Yes! The pleasure of God, the pleasure of humankind – the same! God loved him! God was opening the final frontier to him, a whole green continent sprawling clear to the horizon, spilling over with color, texture, taste, smell, sound. A rich new earth was spread like a Thanksgiving table before him, without money, without price, a new and living world! Together they could plumb her deepest grief-filled seas and thrust into her dark, laughing forests, they could climb over her stark mountains and undulating hills, through the dumb, stumbling night and straight on into the sunrise. They could follow the spiral all the way home. It wasn’t too late.
He felt a buzzing in his head like the roar of a distant waterfall. The edges of his lips began to tingle.

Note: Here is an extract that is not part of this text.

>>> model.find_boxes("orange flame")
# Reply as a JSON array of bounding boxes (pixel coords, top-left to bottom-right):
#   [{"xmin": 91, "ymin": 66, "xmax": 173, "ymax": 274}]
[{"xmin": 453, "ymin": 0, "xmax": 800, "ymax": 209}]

Sensation began to return down the sides of his neck to his shoulders, his arms, down to his wrists and the palms of his hands. Suddenly the long forgotten rasp of his own breathing dawned upon his consciousness. With one tremendous screech, a rusty gate burst open deep in his chest and he fell to his knees with great heaving sobs, “Oh my Lord, oh my God…”
* * *
Ashlee stood barefoot in her garden, her toes cooling in the soil. It was already mid-morning, and all the weeding was done. She had the portable phone clipped to the waist of her pants, not wanting to miss his call. The early summer sun had climbed past the low-lying banks of clouds – it was a fine day. Surely he would finish the painting today. Her heart ached to see him. To look in those strange, ageless eyes. To hear him saying her name. She couldn’t wait to tell him that her vision was improving. The black walls of the tunnel had begun to soften to a fuzzy gray. The phone rang.
“Abe?”
“Sister Dustin?” It was Bishop Lawson’s businesslike voice. “I have some sad news to report. I thought you ought to know. Abe Friedman was found dead at his home last night.” Several moments pass. She stands staring at the ground. A circular picture rimmed in fog. Yellow-orange grains of pollen stand poised on the anther of a pumpkin flower against the deep green background of a leaf. “The funeral will be Thursday at eleven. Would you feel up to saying the closing prayer?”